The 38th USCT is not to be confused with the 38th Infantry Regiment which was first established on 28 July 1866, as part of the Regular Army, one of six segregated, all-black regiments created following the Civil War. It was organized on 1 October of that year at Jefferson Barracks, Missouri, and was stationed in New Mexico Territory and along the transcontinental railroads then under construction. On 15 March 1869, the 38th was consolidated with the 41st Infantry Regiment and redesignated as the 24th Infantry Regiment.

==United States Colored Troops Memorial Statue==

The United States Colored Troops Memorial Statue specifically mentions soldiers of the 38th USCT. The memorial is located in Lexington Park, Maryland. A group of men from that area also served in the 38th USCT, they had accompanied the Union Army into Virginia, where they were combined with a group of Virginia men who had recently been liberated from slavery.

The men from Maryland included men who had recently escaped slavery as well as a number of free Black tenant farmers from the area. Altogether these Maryland and Virginia recruits were formed into the 38th United States Colored Infantry Regiment.

Two of the medal of honor recipients of the 38th were from the Maryland contingent, William H. Barnes and also James H. Harris.
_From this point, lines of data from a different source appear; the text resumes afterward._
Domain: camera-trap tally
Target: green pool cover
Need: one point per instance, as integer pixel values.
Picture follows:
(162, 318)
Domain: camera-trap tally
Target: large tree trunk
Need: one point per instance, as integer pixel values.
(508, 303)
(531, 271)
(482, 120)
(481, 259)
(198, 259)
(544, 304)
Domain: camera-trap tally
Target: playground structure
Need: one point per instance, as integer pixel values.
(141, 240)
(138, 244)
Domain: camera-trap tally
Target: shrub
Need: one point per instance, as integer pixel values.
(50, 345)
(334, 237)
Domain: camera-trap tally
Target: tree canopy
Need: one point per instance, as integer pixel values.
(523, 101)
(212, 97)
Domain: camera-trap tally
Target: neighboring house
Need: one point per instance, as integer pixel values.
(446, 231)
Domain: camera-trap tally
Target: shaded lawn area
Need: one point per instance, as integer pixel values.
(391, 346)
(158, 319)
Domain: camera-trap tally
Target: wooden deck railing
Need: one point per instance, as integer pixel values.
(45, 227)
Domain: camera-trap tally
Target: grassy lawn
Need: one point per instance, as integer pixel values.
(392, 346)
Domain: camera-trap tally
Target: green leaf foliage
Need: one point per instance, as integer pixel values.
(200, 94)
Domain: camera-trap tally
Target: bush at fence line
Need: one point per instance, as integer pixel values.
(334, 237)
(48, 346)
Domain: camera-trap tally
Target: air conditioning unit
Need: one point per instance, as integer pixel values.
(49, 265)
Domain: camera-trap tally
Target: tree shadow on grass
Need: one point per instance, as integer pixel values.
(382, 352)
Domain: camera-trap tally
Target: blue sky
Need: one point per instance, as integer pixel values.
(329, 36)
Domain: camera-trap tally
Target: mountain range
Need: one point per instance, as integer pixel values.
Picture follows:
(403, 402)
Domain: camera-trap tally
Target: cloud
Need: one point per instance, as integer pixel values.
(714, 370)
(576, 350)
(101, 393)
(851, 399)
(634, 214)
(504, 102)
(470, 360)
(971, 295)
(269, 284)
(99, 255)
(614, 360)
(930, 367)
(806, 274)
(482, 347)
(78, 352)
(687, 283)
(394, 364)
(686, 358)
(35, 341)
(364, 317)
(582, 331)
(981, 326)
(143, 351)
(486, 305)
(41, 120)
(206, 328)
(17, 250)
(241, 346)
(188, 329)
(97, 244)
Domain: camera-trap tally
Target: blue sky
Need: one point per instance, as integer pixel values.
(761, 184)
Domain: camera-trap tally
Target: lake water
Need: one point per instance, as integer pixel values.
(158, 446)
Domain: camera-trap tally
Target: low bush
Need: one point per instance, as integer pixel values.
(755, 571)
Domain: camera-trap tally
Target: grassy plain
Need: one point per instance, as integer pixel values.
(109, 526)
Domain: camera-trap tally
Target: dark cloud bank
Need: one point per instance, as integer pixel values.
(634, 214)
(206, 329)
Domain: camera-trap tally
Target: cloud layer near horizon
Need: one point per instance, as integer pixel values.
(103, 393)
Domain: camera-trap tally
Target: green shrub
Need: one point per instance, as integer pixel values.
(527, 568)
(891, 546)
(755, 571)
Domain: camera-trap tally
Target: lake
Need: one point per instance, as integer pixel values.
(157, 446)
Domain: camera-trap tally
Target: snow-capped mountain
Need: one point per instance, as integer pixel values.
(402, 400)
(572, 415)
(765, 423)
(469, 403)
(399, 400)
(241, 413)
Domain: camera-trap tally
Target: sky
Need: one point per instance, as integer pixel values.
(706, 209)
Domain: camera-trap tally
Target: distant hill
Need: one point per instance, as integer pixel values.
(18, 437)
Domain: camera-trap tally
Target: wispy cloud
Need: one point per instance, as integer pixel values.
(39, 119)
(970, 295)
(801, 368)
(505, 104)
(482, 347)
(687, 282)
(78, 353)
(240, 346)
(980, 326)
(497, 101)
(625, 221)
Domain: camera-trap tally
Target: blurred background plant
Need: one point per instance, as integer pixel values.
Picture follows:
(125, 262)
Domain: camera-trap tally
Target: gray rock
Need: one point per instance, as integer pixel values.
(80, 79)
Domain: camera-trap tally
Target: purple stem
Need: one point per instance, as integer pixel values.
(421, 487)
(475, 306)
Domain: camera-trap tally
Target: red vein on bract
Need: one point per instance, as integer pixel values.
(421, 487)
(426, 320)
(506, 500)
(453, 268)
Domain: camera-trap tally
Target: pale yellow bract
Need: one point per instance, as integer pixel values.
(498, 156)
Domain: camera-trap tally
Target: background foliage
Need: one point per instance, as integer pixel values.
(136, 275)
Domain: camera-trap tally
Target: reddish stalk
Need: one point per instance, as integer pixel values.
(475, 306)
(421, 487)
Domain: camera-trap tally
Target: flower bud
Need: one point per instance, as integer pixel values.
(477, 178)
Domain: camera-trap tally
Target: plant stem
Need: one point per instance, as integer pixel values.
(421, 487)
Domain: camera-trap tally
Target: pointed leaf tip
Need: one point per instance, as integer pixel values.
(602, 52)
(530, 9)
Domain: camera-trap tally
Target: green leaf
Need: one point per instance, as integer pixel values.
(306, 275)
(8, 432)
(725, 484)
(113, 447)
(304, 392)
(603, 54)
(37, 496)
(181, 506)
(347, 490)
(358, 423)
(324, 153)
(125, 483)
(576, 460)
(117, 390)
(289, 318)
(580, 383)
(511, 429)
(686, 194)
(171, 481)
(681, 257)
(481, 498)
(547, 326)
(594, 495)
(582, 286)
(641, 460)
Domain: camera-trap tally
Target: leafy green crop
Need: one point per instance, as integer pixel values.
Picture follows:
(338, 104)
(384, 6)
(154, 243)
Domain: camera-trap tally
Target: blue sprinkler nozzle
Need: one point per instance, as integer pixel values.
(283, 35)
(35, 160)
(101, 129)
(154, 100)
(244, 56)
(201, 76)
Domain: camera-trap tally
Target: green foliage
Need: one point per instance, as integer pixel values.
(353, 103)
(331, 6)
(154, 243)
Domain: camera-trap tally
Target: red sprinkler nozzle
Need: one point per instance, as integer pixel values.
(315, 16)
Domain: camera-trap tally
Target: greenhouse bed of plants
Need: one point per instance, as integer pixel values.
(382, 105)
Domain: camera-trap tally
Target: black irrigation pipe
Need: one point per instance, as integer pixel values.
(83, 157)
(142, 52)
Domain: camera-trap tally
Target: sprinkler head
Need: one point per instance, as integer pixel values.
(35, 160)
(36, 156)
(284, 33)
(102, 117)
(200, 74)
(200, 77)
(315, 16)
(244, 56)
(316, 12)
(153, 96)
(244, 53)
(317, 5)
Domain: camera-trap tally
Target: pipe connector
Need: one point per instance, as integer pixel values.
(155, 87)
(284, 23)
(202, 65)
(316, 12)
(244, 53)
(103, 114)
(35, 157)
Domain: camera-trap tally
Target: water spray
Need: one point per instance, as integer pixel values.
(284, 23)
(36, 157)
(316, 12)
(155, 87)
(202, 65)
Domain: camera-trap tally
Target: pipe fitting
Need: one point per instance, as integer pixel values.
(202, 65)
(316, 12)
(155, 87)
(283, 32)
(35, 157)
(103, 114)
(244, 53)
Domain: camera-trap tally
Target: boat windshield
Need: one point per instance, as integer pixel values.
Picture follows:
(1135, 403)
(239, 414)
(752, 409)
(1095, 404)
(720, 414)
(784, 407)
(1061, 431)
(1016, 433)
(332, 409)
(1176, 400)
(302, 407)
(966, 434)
The informational kiosk at the memorial mentions them specifically.

The memorial also honors all of the approximately 700 African-American men from St. Mary's County, Maryland, who served in several different regiments and also on sailing ships of war or transport in the Civil War, as well as the 80 or so White St. Mary's County residents who served on the Union side, one of whom was also a medal of honor recipient.